RQ: What is the best way to evaluate topic modelling and keyword extraction algorithms in terms of quality?
When you extract a set of keywords from documents, how do you evaluate the quality of the algorithm?
What methods exist currently, which ones are applicable and useful for achieving higher quality, which are comprehensible to humans?
Students are also encouraged to propose new methods on top of what they find in their study.
The work requires a literature review on what metrics exists and then analysis on the Iris AI keyword extraction algorithm and topic modelling implemented in Python together with the currently used dataset. Expected output is assessment of the metrics, summarization of the results and proposition either an existing metric, a new metric, or a combination with adjustment, to be used for assessing quality of current and future algorithms.
Coding experience: Ideally Python, but C or Java experience could be accepted too.
Experience in Machine Learning: Preferably taken courses in Machine Learning and Big Data( or Data Science).
We are a startup company, and we’d love to engage with students who are at least intrigued by the idea of working with a small, fast-moving team with big ambitions.
Solid english skills is expected. Where you want to write your thesis from is irrelevant as we’re already a distributed team and work mainly on Hangout and Slack.
If we like each other and Iris AI progresses well there will be opportunities after completion of your master thesis.
About Iris AI
Iris AI is an Artificial Intelligence that will read all of the world's research and help us connect the dots.
Our first goal is an AI-assistant to help tech entrepreneurs and innovators navigate the world of science. It is solving the problem of the massive amount of knowledge we have, which is impossible to navigate for someone who is not a deep know the terminology of the fields and doesn't quite know what they're looking for yet as they're exploring opportunities.

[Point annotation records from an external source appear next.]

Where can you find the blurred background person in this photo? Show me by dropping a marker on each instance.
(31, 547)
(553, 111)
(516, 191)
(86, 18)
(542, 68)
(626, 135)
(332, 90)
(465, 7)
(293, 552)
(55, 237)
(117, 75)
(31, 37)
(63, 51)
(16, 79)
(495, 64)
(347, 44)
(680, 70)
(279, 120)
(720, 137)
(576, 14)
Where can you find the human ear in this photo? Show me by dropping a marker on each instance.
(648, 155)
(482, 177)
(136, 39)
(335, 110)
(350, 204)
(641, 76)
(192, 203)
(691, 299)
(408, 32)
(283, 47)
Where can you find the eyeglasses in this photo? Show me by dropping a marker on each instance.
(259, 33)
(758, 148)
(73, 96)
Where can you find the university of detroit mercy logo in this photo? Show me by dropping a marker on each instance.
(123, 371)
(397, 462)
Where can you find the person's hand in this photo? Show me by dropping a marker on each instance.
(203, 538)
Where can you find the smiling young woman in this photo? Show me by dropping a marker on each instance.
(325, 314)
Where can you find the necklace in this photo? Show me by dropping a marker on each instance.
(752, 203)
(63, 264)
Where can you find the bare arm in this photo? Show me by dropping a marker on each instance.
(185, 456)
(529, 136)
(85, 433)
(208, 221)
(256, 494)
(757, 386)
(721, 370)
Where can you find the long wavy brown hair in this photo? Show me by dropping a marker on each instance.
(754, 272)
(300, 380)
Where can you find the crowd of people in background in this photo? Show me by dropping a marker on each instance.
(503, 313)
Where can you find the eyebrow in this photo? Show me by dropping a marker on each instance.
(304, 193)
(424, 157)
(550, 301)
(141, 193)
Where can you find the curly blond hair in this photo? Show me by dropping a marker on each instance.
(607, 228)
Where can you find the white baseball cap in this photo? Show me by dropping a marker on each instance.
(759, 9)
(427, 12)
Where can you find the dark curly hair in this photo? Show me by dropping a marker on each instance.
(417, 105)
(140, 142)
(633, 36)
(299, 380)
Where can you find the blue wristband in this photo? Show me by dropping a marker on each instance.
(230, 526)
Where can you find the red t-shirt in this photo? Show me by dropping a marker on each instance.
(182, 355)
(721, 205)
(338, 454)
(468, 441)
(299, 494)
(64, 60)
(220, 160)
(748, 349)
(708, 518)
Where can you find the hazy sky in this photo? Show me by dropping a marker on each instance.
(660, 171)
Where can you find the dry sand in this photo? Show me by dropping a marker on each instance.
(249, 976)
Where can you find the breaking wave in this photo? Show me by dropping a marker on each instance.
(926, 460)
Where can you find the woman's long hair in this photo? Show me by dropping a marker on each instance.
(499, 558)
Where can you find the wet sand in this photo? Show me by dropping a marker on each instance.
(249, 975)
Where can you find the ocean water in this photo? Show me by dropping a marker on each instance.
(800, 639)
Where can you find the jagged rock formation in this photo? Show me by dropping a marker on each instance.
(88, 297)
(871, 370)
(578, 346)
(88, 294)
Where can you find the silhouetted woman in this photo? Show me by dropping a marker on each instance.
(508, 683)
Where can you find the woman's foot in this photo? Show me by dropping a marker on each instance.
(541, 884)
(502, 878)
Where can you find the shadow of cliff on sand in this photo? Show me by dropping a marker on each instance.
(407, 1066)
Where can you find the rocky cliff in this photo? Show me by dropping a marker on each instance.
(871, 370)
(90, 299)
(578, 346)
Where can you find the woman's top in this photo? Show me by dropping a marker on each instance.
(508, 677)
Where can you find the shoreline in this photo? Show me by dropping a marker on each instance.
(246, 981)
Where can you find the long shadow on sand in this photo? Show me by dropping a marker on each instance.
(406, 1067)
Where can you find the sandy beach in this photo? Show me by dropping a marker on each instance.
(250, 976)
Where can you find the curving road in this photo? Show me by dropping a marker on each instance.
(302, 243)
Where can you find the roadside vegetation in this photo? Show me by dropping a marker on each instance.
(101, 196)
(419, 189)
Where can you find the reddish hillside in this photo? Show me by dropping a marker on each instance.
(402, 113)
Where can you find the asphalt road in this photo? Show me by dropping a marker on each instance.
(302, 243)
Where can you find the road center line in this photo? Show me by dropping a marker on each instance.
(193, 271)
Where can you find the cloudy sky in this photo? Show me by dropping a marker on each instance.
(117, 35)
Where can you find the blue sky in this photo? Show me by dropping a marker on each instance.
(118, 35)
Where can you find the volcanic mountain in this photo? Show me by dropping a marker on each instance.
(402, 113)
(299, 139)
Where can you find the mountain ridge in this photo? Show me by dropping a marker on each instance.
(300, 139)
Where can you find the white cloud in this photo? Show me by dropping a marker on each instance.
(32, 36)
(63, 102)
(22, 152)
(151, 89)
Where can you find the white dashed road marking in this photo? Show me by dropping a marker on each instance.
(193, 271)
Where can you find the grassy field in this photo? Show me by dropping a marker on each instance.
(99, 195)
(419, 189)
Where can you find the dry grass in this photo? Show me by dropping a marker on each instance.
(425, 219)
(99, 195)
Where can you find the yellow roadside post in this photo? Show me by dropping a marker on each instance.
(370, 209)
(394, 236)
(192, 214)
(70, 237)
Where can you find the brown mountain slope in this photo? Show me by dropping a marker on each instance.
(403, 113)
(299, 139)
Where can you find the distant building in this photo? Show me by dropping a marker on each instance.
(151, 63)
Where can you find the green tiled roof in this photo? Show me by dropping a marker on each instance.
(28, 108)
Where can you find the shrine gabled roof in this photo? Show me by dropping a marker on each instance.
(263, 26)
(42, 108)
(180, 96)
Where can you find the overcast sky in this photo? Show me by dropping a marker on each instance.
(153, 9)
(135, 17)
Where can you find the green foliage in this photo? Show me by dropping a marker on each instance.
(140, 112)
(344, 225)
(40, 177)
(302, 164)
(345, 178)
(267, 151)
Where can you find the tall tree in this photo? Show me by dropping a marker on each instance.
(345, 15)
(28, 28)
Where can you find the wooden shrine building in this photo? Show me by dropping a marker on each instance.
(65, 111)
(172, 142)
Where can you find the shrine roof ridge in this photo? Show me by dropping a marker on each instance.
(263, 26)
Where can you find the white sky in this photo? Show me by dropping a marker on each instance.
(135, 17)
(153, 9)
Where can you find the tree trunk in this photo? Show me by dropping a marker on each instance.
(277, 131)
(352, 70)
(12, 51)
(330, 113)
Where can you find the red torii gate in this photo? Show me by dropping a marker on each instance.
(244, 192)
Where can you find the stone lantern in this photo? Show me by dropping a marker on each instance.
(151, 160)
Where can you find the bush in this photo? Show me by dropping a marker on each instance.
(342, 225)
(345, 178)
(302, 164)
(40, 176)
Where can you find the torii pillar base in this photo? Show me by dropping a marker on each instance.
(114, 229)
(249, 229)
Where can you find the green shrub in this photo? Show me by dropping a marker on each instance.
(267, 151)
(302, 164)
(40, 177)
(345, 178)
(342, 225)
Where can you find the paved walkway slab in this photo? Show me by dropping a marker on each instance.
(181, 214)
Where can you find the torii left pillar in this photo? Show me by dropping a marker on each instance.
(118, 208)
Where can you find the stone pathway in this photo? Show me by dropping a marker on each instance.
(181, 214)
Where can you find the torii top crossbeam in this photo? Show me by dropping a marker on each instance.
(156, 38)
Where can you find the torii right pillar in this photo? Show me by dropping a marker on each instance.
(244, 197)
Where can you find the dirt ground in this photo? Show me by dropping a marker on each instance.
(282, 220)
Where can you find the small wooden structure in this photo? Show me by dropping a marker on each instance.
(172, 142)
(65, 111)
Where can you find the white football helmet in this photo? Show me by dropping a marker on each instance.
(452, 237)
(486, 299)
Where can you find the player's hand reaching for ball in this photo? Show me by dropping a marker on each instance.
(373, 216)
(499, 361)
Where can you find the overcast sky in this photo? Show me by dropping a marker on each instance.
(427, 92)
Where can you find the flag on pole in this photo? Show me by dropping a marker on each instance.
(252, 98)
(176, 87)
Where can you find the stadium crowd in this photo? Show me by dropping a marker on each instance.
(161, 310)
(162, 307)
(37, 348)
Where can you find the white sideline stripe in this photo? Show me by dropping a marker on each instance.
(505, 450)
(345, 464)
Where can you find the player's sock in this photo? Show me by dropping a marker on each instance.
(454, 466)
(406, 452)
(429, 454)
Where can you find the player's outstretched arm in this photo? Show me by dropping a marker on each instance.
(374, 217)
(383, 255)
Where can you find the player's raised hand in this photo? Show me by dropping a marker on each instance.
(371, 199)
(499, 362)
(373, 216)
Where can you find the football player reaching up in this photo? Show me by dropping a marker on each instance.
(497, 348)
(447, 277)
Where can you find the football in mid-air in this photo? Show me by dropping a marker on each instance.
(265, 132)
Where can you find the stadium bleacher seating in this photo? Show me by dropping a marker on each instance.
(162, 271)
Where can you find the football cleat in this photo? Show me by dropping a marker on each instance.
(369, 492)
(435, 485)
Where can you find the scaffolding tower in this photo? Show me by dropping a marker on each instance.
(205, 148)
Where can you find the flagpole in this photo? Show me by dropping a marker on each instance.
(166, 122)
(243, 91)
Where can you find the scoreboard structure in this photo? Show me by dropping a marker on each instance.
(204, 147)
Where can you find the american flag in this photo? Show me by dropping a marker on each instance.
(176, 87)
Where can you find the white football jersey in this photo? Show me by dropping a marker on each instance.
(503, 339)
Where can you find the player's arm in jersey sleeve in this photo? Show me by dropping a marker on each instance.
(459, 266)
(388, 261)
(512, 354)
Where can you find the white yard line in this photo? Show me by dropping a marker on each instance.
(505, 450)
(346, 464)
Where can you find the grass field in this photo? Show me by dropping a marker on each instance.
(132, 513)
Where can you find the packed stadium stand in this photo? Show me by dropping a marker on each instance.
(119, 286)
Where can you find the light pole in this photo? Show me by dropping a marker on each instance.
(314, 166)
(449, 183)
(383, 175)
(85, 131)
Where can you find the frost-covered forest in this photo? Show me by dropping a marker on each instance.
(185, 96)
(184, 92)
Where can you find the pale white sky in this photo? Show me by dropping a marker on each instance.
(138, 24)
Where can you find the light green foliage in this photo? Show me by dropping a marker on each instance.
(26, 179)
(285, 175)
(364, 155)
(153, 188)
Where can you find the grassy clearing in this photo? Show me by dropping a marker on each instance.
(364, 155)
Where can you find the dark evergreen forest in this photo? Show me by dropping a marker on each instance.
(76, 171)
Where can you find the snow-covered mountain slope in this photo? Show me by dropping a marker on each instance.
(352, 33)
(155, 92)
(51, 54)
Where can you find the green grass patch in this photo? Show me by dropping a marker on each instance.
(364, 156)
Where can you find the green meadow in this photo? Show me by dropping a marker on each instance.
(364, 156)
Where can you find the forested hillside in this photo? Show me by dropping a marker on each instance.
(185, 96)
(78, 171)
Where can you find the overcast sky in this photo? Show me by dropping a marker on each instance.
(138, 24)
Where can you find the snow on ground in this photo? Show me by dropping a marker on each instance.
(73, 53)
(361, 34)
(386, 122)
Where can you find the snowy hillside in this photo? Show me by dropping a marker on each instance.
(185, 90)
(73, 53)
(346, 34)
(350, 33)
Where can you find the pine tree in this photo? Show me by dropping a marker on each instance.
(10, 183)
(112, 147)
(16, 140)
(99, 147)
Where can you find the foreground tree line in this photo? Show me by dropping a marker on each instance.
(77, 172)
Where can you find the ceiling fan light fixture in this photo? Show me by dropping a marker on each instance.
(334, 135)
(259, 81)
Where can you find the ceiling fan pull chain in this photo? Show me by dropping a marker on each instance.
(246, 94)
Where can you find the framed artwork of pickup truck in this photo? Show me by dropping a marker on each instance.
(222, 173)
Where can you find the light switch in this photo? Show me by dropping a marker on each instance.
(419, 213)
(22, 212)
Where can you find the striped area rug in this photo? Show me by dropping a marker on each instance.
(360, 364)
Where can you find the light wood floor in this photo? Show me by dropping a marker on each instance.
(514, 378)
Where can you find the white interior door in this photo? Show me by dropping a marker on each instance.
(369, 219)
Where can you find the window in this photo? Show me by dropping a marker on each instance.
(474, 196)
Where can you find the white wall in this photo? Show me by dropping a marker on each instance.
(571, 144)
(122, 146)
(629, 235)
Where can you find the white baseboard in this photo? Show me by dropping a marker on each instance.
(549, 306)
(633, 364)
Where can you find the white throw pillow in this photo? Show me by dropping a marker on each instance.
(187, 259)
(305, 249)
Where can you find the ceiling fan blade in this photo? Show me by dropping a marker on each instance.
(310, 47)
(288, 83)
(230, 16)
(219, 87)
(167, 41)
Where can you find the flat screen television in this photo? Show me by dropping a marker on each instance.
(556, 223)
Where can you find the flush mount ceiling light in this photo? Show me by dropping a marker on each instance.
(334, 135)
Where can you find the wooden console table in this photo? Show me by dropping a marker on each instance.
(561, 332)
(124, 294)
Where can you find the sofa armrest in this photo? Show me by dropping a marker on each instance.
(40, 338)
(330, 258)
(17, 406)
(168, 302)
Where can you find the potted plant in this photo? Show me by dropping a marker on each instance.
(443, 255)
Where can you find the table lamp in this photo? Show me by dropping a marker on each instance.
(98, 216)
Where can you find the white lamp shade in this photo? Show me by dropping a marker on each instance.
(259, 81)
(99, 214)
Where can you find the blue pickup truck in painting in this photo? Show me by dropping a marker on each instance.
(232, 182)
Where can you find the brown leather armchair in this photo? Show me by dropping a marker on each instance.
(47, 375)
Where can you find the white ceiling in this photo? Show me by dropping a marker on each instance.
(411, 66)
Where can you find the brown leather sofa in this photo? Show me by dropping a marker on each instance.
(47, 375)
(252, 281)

You should be able to input any scientific text over 500 words and immediately find all relevant research, across disciplines.
The first baby step product is live on our site ted.iris.ai, where you can explore the science around a TED talk. The next version of our tool is scheduled for launch in early September. The basic version will always be available for free for individual users, and we are targeting corporations as clients.
We are a fairly young startup, the team was formed August 2015 at Singularity University at NASA Ames Research Park in Silicon Valley. We are a Norwegian-registered company however our team is entirely distributed across Norway, Sweden, Finland, Spain and Ukraine. These first 9 months we have built our first tool, sold it to our first customer, been part of 500 Startups’ Nordic accelerator program, secured a seed investment of €300.000, launched an AI Training program with more than 300 trainers and initiated pilot partnerships with several multinational corporations.
We’re moving very fast, we’re sincerely ambitious and we believe we can have a positive impact on the world. And we’d like you to be part of this adventure.